Dans ces conditions, une expertise apparaît nécessaire. Il sera donc fait droit à la demande, mais seulement en ce qui concerne la société [F] [24]. En effet, aucun élément du dossier ne permet d’établir l’existence de donations déguisées ou de détournements.
Sur les autres demandes
Il n’y a pas lieu à application de l’article 700 du code de procédure civile.

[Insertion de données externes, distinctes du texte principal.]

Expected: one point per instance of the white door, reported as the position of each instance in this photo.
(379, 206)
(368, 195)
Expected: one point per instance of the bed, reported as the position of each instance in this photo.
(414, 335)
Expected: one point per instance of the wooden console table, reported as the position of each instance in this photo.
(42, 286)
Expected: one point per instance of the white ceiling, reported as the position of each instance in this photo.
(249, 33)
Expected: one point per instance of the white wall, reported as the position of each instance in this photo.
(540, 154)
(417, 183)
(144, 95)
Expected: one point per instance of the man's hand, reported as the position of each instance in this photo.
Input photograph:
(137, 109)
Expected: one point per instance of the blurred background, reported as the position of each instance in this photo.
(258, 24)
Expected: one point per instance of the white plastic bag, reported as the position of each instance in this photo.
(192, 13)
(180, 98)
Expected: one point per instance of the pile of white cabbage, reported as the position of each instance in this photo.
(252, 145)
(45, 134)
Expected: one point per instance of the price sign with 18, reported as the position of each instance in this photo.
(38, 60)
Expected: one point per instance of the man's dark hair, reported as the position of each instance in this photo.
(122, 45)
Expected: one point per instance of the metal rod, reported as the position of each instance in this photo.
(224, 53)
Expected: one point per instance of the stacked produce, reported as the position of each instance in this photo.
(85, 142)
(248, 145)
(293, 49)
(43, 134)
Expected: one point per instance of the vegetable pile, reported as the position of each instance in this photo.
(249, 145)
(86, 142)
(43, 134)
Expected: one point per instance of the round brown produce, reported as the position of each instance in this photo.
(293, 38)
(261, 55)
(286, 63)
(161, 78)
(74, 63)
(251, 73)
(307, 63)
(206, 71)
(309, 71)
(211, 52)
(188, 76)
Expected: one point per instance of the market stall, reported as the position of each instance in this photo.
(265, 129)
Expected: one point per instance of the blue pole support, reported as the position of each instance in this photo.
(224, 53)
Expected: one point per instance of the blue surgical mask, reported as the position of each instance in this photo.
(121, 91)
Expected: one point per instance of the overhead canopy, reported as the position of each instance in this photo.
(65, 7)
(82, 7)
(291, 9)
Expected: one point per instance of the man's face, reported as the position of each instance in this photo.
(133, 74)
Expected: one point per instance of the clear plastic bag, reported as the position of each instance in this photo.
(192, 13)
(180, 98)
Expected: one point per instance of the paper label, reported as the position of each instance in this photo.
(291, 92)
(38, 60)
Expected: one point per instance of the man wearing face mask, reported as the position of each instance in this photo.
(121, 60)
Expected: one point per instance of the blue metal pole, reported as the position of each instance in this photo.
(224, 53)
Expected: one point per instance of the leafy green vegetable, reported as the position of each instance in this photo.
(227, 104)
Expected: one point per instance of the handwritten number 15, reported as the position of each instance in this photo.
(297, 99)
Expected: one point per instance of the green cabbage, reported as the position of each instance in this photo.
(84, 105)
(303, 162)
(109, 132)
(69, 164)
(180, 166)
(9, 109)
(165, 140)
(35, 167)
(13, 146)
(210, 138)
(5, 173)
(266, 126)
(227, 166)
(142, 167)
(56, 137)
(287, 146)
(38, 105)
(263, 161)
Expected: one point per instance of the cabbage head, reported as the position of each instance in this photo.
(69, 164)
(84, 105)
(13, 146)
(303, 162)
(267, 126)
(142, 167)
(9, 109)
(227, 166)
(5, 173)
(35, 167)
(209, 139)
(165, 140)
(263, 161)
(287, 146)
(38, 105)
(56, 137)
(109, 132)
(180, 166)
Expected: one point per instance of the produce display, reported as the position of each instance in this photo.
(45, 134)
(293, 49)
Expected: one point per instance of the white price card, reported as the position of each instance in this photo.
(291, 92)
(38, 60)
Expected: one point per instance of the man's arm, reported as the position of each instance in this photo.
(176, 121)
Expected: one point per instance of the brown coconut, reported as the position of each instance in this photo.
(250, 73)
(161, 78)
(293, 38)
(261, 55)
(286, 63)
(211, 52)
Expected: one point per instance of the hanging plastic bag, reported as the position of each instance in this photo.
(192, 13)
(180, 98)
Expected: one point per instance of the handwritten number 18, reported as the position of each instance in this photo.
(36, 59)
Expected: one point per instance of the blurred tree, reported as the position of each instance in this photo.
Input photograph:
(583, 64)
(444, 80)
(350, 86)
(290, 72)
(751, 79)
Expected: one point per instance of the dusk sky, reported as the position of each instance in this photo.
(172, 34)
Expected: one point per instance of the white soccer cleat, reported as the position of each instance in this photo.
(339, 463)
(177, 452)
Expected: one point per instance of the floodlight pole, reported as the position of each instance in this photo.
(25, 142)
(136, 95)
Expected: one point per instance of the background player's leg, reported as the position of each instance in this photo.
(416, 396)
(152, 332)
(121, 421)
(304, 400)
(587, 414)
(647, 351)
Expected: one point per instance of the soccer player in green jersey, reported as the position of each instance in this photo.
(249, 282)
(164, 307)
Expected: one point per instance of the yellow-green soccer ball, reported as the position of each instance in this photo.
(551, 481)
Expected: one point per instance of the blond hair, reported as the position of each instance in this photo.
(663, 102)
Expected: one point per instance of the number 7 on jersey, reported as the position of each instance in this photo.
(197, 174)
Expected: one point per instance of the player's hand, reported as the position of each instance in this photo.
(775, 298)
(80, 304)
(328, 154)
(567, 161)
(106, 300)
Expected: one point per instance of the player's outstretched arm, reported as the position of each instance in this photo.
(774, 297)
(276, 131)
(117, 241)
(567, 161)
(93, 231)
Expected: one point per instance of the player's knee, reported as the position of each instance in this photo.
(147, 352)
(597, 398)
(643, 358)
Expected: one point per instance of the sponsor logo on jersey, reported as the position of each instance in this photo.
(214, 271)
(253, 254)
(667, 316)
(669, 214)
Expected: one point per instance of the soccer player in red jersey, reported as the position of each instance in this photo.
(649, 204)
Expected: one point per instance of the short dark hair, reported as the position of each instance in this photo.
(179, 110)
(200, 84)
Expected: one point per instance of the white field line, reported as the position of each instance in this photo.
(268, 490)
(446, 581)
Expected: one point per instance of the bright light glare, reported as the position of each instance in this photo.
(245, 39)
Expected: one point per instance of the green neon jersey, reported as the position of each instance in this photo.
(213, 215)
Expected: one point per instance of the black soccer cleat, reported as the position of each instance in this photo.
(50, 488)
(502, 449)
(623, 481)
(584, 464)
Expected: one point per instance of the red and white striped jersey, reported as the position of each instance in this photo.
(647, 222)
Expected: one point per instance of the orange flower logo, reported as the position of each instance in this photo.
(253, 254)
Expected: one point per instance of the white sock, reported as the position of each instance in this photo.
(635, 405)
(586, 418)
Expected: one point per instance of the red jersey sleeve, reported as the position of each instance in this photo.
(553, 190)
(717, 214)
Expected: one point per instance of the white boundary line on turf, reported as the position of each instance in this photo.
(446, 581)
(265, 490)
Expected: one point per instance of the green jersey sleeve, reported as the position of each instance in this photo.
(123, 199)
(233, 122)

Par ailleurs, les dépens de première instance et d’appel seront employés en frais privilégiés de partage.
PAR CES MOTIFS,
La cour, statuant publiquement, contradictoirement, par arrêt mis à disposition au greffe,
Déclare recevables les demandes formées en appel par Mme [H] ;
Confirme le jugement déféré sauf en ce qu’il a rejeté la demande d’expertise ;
Statuant à nouveau,
Désigne Mme [A] [R], expert judiciaire près la cour d’appel de Grenoble, demeurant cabinet [16], [Adresse 10] (Tél : [XXXXXXXX01] – [Courriel 17]) en qualité d’expert avec pour mission de :
— recueillir les explications des parties et de tout sachant dont l’audition lui paraîtra utile, se faire communiquer tous documents utiles, notamment les bilans et comptes de résultat des exercices 2018 à 2023 ;
— déterminer la valeur de la société [F] [24] à la date la plus proche du 19/07/2018, date du décès de [C] [F] et à celle la plus proche du rapport d’expertise ;
Dit qu’il se fera communiquer toutes les pièces et documents nécessaires, même détenus par des tiers ;
Dit qu’il pourra se faire assister, s’il le juge utile, de tout sapiteur de son choix, dans une spécialité autre que la sienne ;
Impartit à l’expert un délai de huit mois pour déposer son rapport ;
Commet le juge chargé du contrôle des expertises du tribunal judiciaire de Bourgoin-Jallieu pour suivre les opérations d’expertise et dit qu’en cas de difficultés, l’expert lui en réfèrera immédiatement ;
Dit que Mme [H] d’une part, Mme [L] d’autre part et Mme et MM. [E], [K] et [Y] [F] de troisème part, consigneront dans le délai de deux mois à la régie de recettes du tribunal judiciaire de Bourgoin-Jallieu 3.000 euros chacun à valoir sur les frais d’expertise;
Dit que le défaut de consignation dans le délai imparti entraînera la caducité de la mesure ;
Dit que l’expert établira si nécessaire un pré-rapport, communiqué aux parties avec un délai imparti pour faire valoir leurs observations, et y répondra ;
Dit que l’expert commis devra, conformément à l’article 173 du code de procédure civile, adresser aux parties une copie de son rapport et faire mention de cet envoi sur l’original du rapport ;
Rappelle qu’en vertu de l’article 280 du code de procédure civile, l’expert doit faire sans délai rapport au juge en cas d’insuffisance manifeste de la provision allouée au vu des diligences faites ou à venir aux fins de voir ordonner la consignation d’une provision complémentaire ;
Dit qu’en cas de refus de sa mission ou d’empêchement légitime, les experts ci-dessus désignés pourront être remplacés par ordonnance rendue sur simple requête par le juge chargé du service du contrôle des expertises du tribunal judiciaire de Bourgoin-Jallieu ;
Dit qu’il appartiendra à la partie la plus diligente, suite au dépôt du rapport d’expertise, de saisir le notaire commis aux fins de partage ou à défaut, d’établissement d’un procès-verbal de difficultés ;
Dit que dans ce cas, la partie la plus diligente saisira à nouveau le tribunal judiciaire de Bourgoin-Jallieu ;
Dit n’y avoir lieu à application de l’article 700 du code de procédure civile ;
Dit que les dépens de première instance et d’appel seront employés en frais privilégiés de partage;
PRONONÇÉ par mise à disposition de l’arrêt au greffe de la Cour, les parties en ayant été préalablement avisées dans les conditions prévues au deuxième alinéa de l’article 450 du code de procédure civile.
SIGNÉ par la présidente Anne Barruol et par Abla Amari, greffière présente lors de la mise à disposition, à laquelle la minute de la décision a été remise par la magistrate signataire.